The author argues that in our current approaches to assessment we are ‘using the wrong kinds of nets’, especially if we are wanting to ‘catch’ young people’s strengths. He discusses issues with the content of school curricula; models of a more global curriculum and lifelong learning; the roles of skills and competencies in learning; and related problems with educational assessment. He revisits the purposes of assessment, explores promising practices from around the world and provides examples of both visible progress and emerging new directions in assessment. He concludes that we need urgently to develop and implement more nuanced, strengths-based, multimodal descriptions of what young people achieve.

About the author.

Bill Lucas
Bill Lucas is Professor of Learning and Director of the Centre for Real-World Learning at the University of Winchester in the UK. Bill is a co-founder of Rethinking Assessment, a coalition of education leaders, employers, researchers and policy makers looking to reform assessment in England.

In 2017 Bill was appointed to chair the strategic advisory group for the PISA 2021 test of Creative Thinking, which draws on the five-dimensional model for creativity that he developed with colleagues in Winchester.
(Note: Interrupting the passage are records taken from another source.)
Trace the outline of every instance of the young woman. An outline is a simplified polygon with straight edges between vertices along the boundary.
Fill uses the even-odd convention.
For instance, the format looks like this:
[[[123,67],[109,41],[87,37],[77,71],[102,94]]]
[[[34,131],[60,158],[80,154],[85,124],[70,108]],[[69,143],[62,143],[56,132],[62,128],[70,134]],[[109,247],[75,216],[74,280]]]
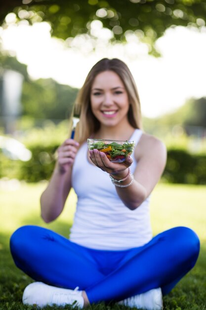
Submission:
[[[46,229],[26,226],[11,238],[16,265],[35,282],[24,304],[80,308],[104,301],[149,310],[162,308],[168,293],[195,265],[195,233],[175,227],[153,237],[150,194],[164,170],[164,144],[142,131],[140,102],[131,74],[118,59],[103,59],[89,72],[77,99],[78,134],[58,151],[41,199],[46,222],[62,211],[71,187],[78,196],[69,240]],[[88,138],[133,140],[131,156],[111,162],[88,151]],[[166,205],[166,202],[165,202]]]

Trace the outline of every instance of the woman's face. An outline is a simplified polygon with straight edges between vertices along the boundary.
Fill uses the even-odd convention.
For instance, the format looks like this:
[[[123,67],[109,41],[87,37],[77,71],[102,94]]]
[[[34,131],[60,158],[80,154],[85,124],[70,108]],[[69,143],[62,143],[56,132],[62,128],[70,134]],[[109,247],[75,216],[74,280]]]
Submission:
[[[113,71],[99,73],[91,87],[91,107],[102,125],[114,126],[128,122],[128,95],[119,75]]]

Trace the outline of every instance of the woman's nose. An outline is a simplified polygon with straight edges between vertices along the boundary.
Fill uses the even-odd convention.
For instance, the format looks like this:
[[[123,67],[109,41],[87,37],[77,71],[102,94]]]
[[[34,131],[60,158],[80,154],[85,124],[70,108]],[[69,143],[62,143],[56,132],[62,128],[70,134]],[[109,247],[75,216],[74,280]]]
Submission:
[[[104,103],[107,105],[110,105],[112,104],[112,96],[111,94],[106,93],[104,98]]]

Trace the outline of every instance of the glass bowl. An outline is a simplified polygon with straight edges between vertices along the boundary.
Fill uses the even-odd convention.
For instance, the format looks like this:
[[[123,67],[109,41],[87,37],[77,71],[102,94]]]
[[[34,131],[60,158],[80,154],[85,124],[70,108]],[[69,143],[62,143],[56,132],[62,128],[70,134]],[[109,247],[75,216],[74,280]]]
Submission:
[[[87,146],[89,150],[96,149],[104,152],[110,161],[123,162],[128,155],[134,150],[134,141],[108,140],[101,139],[88,139]]]

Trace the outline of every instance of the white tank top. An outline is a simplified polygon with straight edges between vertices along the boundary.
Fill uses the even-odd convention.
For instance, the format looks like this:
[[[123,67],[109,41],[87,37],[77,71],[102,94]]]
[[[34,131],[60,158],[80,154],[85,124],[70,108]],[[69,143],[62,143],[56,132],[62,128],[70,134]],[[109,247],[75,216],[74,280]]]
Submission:
[[[129,139],[138,148],[142,132],[135,129]],[[121,250],[139,247],[152,238],[149,198],[130,210],[117,194],[107,172],[90,163],[86,142],[80,148],[74,163],[72,186],[78,203],[70,239],[97,250]],[[130,166],[134,173],[137,162]]]

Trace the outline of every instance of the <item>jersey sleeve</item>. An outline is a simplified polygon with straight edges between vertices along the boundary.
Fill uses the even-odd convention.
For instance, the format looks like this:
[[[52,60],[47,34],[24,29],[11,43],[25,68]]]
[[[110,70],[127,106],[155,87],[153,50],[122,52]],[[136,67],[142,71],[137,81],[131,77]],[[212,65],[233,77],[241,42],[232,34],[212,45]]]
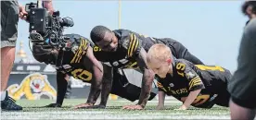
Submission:
[[[178,62],[175,67],[177,73],[187,79],[189,91],[205,88],[200,77],[185,61]]]
[[[127,57],[136,57],[142,48],[139,34],[130,30],[122,30],[121,43],[127,51]]]
[[[81,59],[86,54],[87,50],[90,46],[89,40],[86,38],[79,38],[76,39],[77,43],[72,43],[71,52],[73,53],[73,57],[70,61],[71,64],[73,63],[80,63]]]

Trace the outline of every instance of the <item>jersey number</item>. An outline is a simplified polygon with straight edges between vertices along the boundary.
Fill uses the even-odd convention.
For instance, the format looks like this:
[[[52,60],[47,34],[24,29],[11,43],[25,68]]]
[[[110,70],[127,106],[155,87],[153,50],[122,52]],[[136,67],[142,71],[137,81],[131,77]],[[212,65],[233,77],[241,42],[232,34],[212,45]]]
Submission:
[[[187,97],[182,97],[181,101],[185,102],[186,100]],[[198,106],[200,105],[202,103],[204,103],[205,102],[207,102],[207,100],[209,100],[210,95],[198,95],[195,101],[192,102],[193,105]]]
[[[196,65],[198,68],[200,70],[218,70],[221,72],[224,72],[224,69],[221,66],[203,66],[203,65]]]
[[[185,70],[185,66],[186,66],[185,64],[178,63],[177,66],[176,66],[176,69],[177,69],[177,70],[184,71],[184,70]],[[177,73],[178,73],[180,76],[184,77],[184,73],[183,73],[183,72],[177,71]]]
[[[95,47],[94,47],[94,51],[95,51],[95,52],[100,52],[101,49],[100,49],[98,46],[95,46]]]
[[[71,72],[72,76],[76,79],[90,81],[92,80],[93,75],[91,72],[88,72],[87,70],[83,69],[75,69]]]

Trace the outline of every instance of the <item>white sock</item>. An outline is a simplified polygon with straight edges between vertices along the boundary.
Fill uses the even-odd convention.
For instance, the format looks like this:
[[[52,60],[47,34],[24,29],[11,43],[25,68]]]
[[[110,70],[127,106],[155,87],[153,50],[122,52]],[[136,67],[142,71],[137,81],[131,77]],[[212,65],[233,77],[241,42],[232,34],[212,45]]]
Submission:
[[[1,93],[1,101],[4,101],[5,99],[6,99],[6,90],[5,90],[5,91],[0,91],[0,93]]]

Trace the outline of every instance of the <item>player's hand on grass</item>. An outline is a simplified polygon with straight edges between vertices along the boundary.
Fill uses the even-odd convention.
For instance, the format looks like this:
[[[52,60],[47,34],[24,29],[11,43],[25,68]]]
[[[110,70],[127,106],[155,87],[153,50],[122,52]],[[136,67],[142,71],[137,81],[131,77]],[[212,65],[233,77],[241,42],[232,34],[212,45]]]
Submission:
[[[61,107],[61,104],[59,103],[50,103],[45,107]]]
[[[102,105],[102,104],[90,106],[90,109],[105,109],[105,108],[106,108],[106,106]]]
[[[94,106],[93,103],[81,103],[74,106],[74,109],[86,109],[88,107]]]
[[[186,110],[187,108],[184,105],[182,105],[179,109],[174,109],[174,110]]]
[[[122,109],[127,109],[127,110],[142,110],[143,106],[141,105],[125,105],[122,107]]]

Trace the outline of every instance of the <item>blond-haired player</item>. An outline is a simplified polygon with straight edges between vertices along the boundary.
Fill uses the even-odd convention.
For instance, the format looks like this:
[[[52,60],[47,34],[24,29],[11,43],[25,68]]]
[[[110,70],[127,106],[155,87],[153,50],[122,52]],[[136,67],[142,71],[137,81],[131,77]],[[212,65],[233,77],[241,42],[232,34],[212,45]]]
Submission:
[[[228,106],[229,70],[173,58],[170,48],[164,44],[151,46],[147,63],[158,78],[158,108],[164,108],[165,94],[183,102],[178,110],[186,110],[190,105],[198,108],[211,108],[214,104]]]

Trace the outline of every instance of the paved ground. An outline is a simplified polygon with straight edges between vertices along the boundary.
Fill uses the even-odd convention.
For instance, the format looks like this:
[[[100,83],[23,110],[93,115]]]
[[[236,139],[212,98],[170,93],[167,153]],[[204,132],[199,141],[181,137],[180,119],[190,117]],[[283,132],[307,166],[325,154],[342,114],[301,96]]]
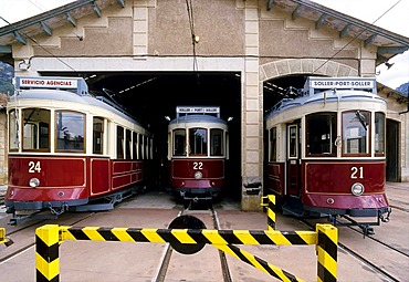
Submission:
[[[387,184],[387,197],[391,206],[409,211],[409,182]],[[264,212],[240,211],[240,202],[224,200],[214,207],[218,211],[221,229],[233,230],[265,230],[266,215]],[[175,200],[165,192],[151,192],[137,196],[120,203],[116,209],[98,212],[85,219],[80,226],[107,226],[107,227],[143,227],[143,228],[167,228],[180,210]],[[85,213],[70,213],[49,223],[60,226],[72,224]],[[211,217],[208,211],[192,211],[193,216],[201,219],[206,226],[211,227]],[[12,232],[14,227],[6,223],[7,218],[0,217],[0,227],[6,227]],[[282,231],[300,230],[300,223],[287,217],[277,217],[276,229]],[[44,224],[44,223],[40,223]],[[295,228],[295,229],[294,229]],[[296,229],[297,228],[297,229]],[[13,237],[14,244],[6,248],[0,246],[0,278],[1,282],[27,282],[35,280],[35,248],[30,247],[23,253],[2,260],[11,253],[19,244],[33,244],[34,229],[25,230]],[[303,229],[303,228],[301,228]],[[375,227],[379,239],[387,239],[409,253],[409,219],[407,212],[392,210],[390,222]],[[360,252],[370,252],[379,257],[385,269],[392,269],[396,264],[396,273],[403,278],[409,276],[409,259],[398,264],[389,253],[381,251],[380,247],[374,246],[360,234],[347,233],[342,230],[340,240],[354,241],[354,246]],[[164,255],[165,244],[123,242],[88,242],[65,241],[60,248],[60,281],[85,282],[85,281],[151,281],[158,271],[158,261]],[[281,246],[242,246],[250,253],[262,258],[273,265],[297,275],[305,281],[316,281],[316,252],[314,246],[290,248]],[[277,281],[258,269],[251,268],[240,260],[228,255],[228,264],[234,282],[262,282]],[[403,265],[403,267],[402,267]],[[167,282],[221,282],[221,270],[218,265],[218,253],[211,246],[196,254],[172,255],[165,281]],[[385,282],[381,275],[374,273],[370,269],[361,265],[359,261],[352,258],[346,251],[338,251],[338,281],[344,282]],[[401,281],[405,281],[401,280]]]

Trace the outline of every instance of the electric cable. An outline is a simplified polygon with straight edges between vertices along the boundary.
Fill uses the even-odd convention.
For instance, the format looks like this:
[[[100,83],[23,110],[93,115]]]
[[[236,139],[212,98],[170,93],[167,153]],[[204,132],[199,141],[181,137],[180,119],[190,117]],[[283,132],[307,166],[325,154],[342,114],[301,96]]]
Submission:
[[[385,14],[387,14],[391,9],[394,9],[401,0],[392,4],[388,10],[386,10],[381,15],[378,17],[371,24],[374,25],[377,21],[379,21]],[[369,28],[369,27],[368,27]],[[322,63],[316,70],[313,71],[313,73],[317,72],[321,67],[323,67],[327,62],[329,62],[332,59],[334,59],[337,54],[339,54],[340,51],[343,51],[345,48],[347,48],[350,43],[353,43],[360,34],[363,34],[365,31],[368,30],[368,28],[364,29],[361,32],[359,32],[357,35],[355,35],[348,43],[346,43],[342,49],[339,49],[334,55],[332,55],[329,59],[327,59],[324,63]]]

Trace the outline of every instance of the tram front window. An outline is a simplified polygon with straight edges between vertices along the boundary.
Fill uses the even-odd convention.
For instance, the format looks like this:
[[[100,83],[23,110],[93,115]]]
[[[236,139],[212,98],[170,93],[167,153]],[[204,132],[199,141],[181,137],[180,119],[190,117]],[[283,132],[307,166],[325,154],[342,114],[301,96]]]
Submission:
[[[85,115],[56,111],[56,150],[84,153]]]
[[[210,129],[210,156],[223,156],[222,129]]]
[[[103,154],[104,148],[104,118],[93,118],[93,153]]]
[[[186,155],[186,130],[185,129],[174,130],[174,155],[175,156]]]
[[[370,114],[366,111],[343,113],[344,154],[369,154],[369,121]]]
[[[204,128],[189,129],[190,155],[206,156],[208,154],[208,138]]]
[[[307,155],[335,155],[336,113],[306,116]]]
[[[25,108],[23,114],[23,150],[50,152],[50,111]]]
[[[19,149],[19,111],[9,113],[9,148],[10,150]]]
[[[375,113],[375,154],[385,154],[385,114]]]

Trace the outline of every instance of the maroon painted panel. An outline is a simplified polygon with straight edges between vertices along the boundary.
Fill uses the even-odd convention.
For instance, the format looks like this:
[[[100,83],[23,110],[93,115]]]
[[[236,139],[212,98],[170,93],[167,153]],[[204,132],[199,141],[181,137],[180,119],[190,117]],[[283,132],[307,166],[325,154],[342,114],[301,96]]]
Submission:
[[[224,159],[172,159],[170,182],[175,188],[221,188],[224,186]],[[202,174],[195,179],[195,173]]]
[[[85,188],[15,188],[9,187],[6,199],[9,201],[64,201],[88,198]]]
[[[113,175],[129,173],[133,169],[133,161],[127,160],[114,160],[113,161]]]
[[[112,189],[119,189],[144,179],[141,160],[114,160],[113,164]]]
[[[303,196],[303,203],[327,209],[380,209],[388,207],[385,194],[349,195],[308,194]]]
[[[286,177],[286,194],[287,195],[300,195],[301,189],[301,165],[298,159],[289,159],[287,160],[287,177]]]
[[[305,194],[350,195],[355,182],[365,186],[365,194],[380,194],[385,191],[385,161],[305,161],[303,178]]]
[[[85,187],[85,158],[70,157],[9,157],[9,185],[30,187],[35,177],[40,187]]]
[[[111,190],[111,171],[108,158],[91,159],[91,195],[98,195]]]
[[[269,163],[269,190],[284,196],[284,163]]]
[[[174,159],[171,176],[174,178],[195,179],[200,171],[203,178],[224,178],[224,159]]]

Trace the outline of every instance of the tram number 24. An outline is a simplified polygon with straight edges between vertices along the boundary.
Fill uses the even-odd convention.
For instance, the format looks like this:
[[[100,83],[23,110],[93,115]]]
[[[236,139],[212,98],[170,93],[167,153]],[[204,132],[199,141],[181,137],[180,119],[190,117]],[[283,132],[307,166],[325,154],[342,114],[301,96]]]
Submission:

In 2019 the OECD published the results of a four-year, eleven-country study into the teaching and assessing of creativity, also stimulated by Bill’s research. In the same year Bill co-authored the Durham Commission on Creativity and Education’s first report.

Bill advises the Victorian Curriculum and Assessment Authority in Australia on the assessment of critical and creative thinking, and has worked extensively across Australia over the past eight years with a focus on critical and creative thinking. In 2018 his report for the Mitchell Institute, Capable Country: Cultivating Capabilities in Australian Education, suggested a route map for Australia to make the general capabilities a reality in all states.

Bill is a prolific writer and has authored more than eighty books and many research reports. His latest books, written with Ellen Spencer, are Zest for Learning: Developing Curious Learners who Relish Real-World Challenges and Teaching Creative Thinking: Developing Learners who Can Generate Ideas and Think Critically. His acclaimed critique in 2015 of the education system in England, Educating Ruby: What Our Children Really Need to Learn, written with Guy Claxton, asks challenging questions about the future direction of schools.